Consumption of natural food decreases the risk of gastrointestinal problems. 30 per cent of the population cannot tolerate dairy products because of the changing levels of their gut microbiota (complex community of over more than 100 trillion microbial cells in our gut) which increases their intolerance. When you consume healthy and natural food it conserves microbiota but when you eat unhealthy food it disturbs the composition of microbiota, leading to gastrointestinal problems.
GCC countries, Oman included, are also prone to a rising number of liver diseases. Viral hepatitis, an early stage of liver disease, is very common in the GCC and if left undiagnosed it could lead to liver cirrhosis, the final stage of liver disease.

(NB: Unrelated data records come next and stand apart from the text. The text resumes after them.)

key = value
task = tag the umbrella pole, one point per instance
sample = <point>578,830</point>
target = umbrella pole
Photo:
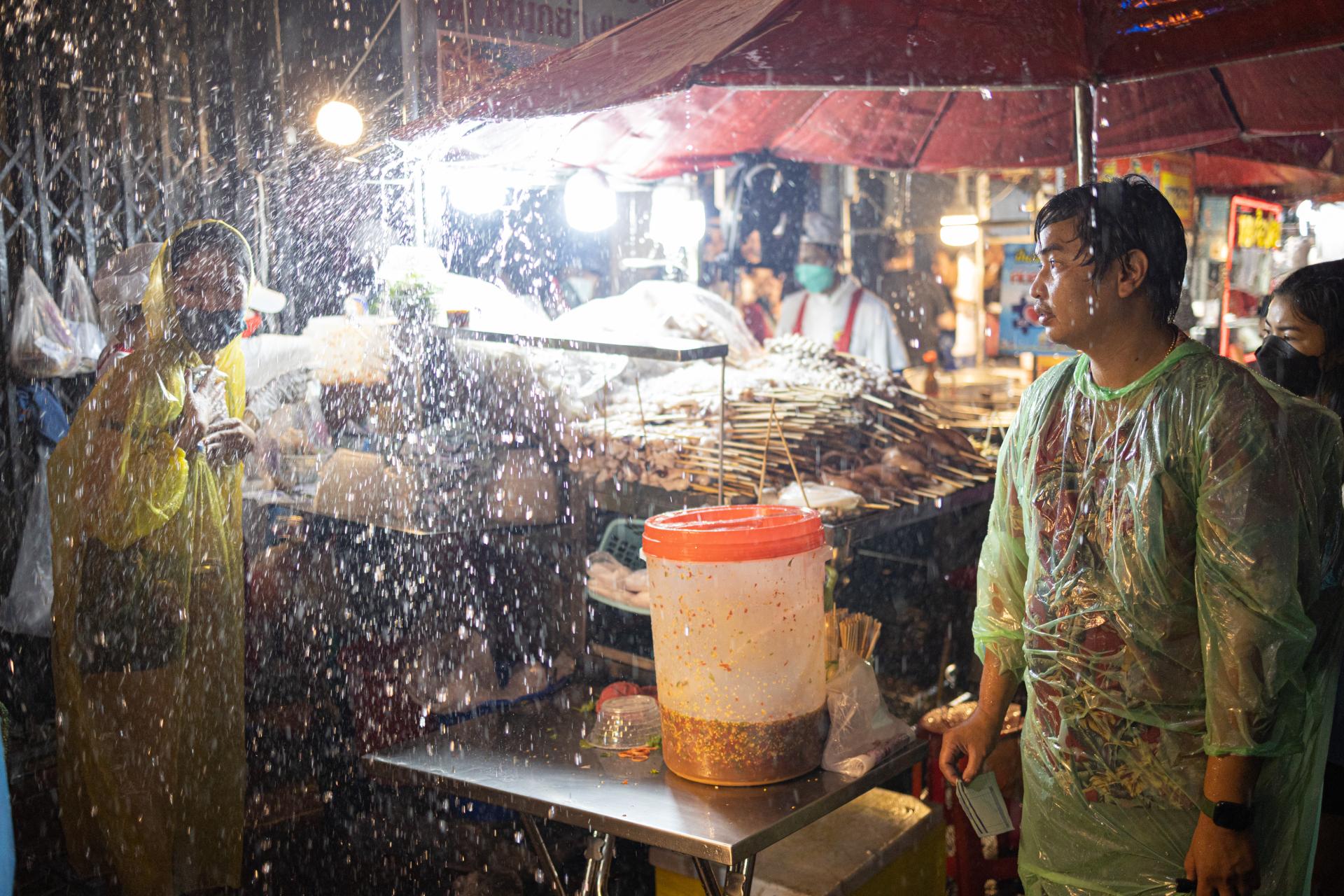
<point>1085,132</point>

Non-alcoholic fatty liver diseases (NAFLD), the build-up of extra fat in liver cells that is not caused by alcohol, is now a major global problem with 25-30 per cent of liver cirrhosis patients found with the condition. Since liver diseases present no symptoms to patients in the early stages, a patient must opt for a liver function test in their routine blood tests to rule out liver diseases.
Changing food habits have also led to high frequencies of cancer in the GI tract, of which colorectal cancer is one of the most recurrent.

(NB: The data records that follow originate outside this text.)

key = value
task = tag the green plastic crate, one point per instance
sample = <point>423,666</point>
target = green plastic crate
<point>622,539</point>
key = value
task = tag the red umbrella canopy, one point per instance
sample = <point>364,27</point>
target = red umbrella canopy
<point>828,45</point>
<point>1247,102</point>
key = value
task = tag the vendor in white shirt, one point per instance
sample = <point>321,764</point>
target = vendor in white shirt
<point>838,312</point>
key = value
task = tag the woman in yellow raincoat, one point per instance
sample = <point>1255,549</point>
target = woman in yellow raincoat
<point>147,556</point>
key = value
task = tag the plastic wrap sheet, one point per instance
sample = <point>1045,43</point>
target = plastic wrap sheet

If detected early, colorectal cancer is one of the most curable cancer. A full colonoscopy screening after 50 years for all patients even if there are no symptoms is needed. However, if a patient has a family member with colon cancer, then sigmoidoscopy screening is recommended especially for people in the age group of 25-30 years. Nevertheless patients with no genetic ties can also be susceptible to colon cancer.

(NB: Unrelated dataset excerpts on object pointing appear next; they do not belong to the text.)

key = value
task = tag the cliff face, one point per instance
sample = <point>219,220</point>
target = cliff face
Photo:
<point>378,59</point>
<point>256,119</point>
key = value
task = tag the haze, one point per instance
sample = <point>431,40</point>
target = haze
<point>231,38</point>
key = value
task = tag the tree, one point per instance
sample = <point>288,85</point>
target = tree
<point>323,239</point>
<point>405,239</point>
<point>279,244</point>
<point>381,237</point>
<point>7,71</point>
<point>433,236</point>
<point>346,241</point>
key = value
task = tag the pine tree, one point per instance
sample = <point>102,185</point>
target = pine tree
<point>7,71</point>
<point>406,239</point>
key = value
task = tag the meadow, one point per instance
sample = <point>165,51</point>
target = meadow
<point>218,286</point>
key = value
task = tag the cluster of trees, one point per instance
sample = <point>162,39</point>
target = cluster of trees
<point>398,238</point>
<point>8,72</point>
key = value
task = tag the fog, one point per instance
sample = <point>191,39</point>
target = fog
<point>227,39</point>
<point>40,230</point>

New studies suggest that children with autism are more likely to have gastrointestinal problems early in life, compared to children who don’t have the condition. Research is still being done in this area, but there is a hypothetical theory that autism may be related to a microbiota dysregulation.
Another study related to paediatric gastroenterology found that the administration of three or more courses of antibiotics before children reach an age of 2 years is associated with an increased risk of early childhood obesity. Administration of antibiotics in children is recommended only if there is proof of infection. Using large amounts of antibiotics can disturb the microbyte composition in children and lead to functional GI problems. There is a hypothetical theory that the disturbance of the microbyte composition can lead to obesity. Capsule endoscopy is a procedure where patients consume capsules containing tiny wireless cameras that inspect the digestive tract. The capsules transfer images to a software through a device and is highly useful for detecting unexplained anaemia or bleeding from the GI tract or pathology of the gut or bowel when an upper and lower endoscopy didn’t find any abnormalities. Another technological advancement in the field of colonoscopy is the fuse full spectrum. Endoscopy with system of multiple cameras, which gives you a 330 degree visualisation of the GI system and reduces the adenoma miss rate from 40 per cent to 7 per cent. This is not covered by a standard colonoscopy that only gives you a 170 degree visual aid; the lateral angle is not shown which is why the scope has to be moved a lot to detect
the lesions.
Dr Yahia Said is gastroenterologist at Apollo Hospital Muscat.